What can I plant, when?
A couple of my friends have been asking what they should be planting and when…I am sure they are not alone in wanting garden scheduling advice.
An easy way to start is to use the following guide to divide up your seed packets according to planting times and whether they will be direct sown or grown as transplants. Although using a calendar is the easiest method to decide when to plant, soil temperature is actually a better guide to determine the best planting time.
Early Spring: (soil temperature 40-45° F) Plants that prefer colder temperatures can be planted in early March, (maybe even late February). Peas do not do well in hot weather so it is important to get them planted as early as possible. Radishes, lettuce, and spinach can be sown in successive plantings to extend harvest times until the weather gets too warm. They can be sown again in late summer or fall. Perennials such as asparagus, rhubarb, and strawberries can be planted as soon as they are available in nurseries.
Early Transplants: Some plants are better sown indoors and moved out to the garden later for better success and to extend the growing season for those crops that benefit from a longer period of warmth. Most can be started in early to mid-March, but artichoke is better sown earlier in the year. Cole crops such as broccoli, cauliflower, cabbage, kale, kohlrabi, and Brussels sprouts, prefer cooler temperatures and are best started in a cool greenhouse or a cold frame. Some herbs, such as parsley, can also be started early. I start my tomatoes and peppers in my warm house and transfer them to my greenhouse once they have germinated. If kept in the house, make sure they get plenty of light!

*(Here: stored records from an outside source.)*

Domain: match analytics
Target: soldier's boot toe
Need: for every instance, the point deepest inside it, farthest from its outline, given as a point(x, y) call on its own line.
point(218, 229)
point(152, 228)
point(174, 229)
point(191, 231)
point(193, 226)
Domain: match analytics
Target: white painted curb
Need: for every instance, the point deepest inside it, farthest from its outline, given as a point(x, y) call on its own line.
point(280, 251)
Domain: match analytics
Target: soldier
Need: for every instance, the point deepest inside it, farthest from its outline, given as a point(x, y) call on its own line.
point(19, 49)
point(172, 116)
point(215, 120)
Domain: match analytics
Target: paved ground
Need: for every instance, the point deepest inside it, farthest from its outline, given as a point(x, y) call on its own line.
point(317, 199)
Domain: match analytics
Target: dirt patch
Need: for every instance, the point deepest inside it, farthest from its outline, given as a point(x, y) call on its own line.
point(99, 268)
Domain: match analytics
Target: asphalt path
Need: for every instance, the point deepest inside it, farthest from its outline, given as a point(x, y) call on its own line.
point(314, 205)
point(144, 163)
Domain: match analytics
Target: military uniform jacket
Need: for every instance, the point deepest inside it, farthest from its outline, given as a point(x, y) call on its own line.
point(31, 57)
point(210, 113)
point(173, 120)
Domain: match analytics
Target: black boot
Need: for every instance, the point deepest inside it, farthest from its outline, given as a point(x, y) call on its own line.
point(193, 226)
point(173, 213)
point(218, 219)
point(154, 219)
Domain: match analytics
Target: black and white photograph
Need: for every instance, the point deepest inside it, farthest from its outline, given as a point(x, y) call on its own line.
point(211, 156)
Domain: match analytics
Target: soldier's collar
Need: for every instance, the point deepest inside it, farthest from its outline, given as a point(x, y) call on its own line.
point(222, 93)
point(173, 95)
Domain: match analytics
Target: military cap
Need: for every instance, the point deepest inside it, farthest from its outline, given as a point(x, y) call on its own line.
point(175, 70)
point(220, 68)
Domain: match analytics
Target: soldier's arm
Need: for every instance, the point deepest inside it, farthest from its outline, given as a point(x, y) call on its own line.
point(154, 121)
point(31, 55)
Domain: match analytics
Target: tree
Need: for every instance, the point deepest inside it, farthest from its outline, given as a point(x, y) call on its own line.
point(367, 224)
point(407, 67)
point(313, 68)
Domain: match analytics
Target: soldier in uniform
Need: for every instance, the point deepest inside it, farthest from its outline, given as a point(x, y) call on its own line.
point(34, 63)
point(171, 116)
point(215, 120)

If you haven’t started any transplants, you can buy starts at a nursery. The advantage of buying seeds and growing your own is that you can grow different varieties—I especially like seed mixes: my favorites include a hot pepper mix, a broccoli mix, and a lettuce or “mesclun, “(salad greens) mix. The disadvantage is that you end up with more plants than you can use. I often give extras to friends. You may even be able to plan with a friend and decide to grow certain plants to share with each other!
Mid-Spring: (soil temperature 45-55° F) Early April is a good time to sow many root crops such as carrots, beets, turnips and parsnips. You can also direct-sow the cole crops. Plant seed potatoes in a raised bed with new soil to avoid wireworm infestation. Onion starts should also be available at feed stores and nurseries.
Late Transplants: I like to give my cucumbers, pumpkins and squashes (including zucchini) a head start by starting them in mid-April. Basil can be sown at this time too.
The “average last killing frost” for the Puget Sound region is between April 1st – 15th. This is when it is considered safe to plant most transplants outside. But you may want to wait until the weather is warmer for your tomatoes, peppers and basil.
Late Spring: (soil temperature > 60° F) Corn, beans, gourds, and sunflowers need warm temperatures to germinate. A soil thermometer can help you to decide whether you can plant earlier than mid-May. If you didn’t start squashes earlier, you can also direct-sow them at this time.
For a more comprehensive guide, Seattle Tilth’s “The Maritime Northwest Garden Guide,” tells you month by month what can be planted outside, in a cold frame or inside, including flowers and herbs!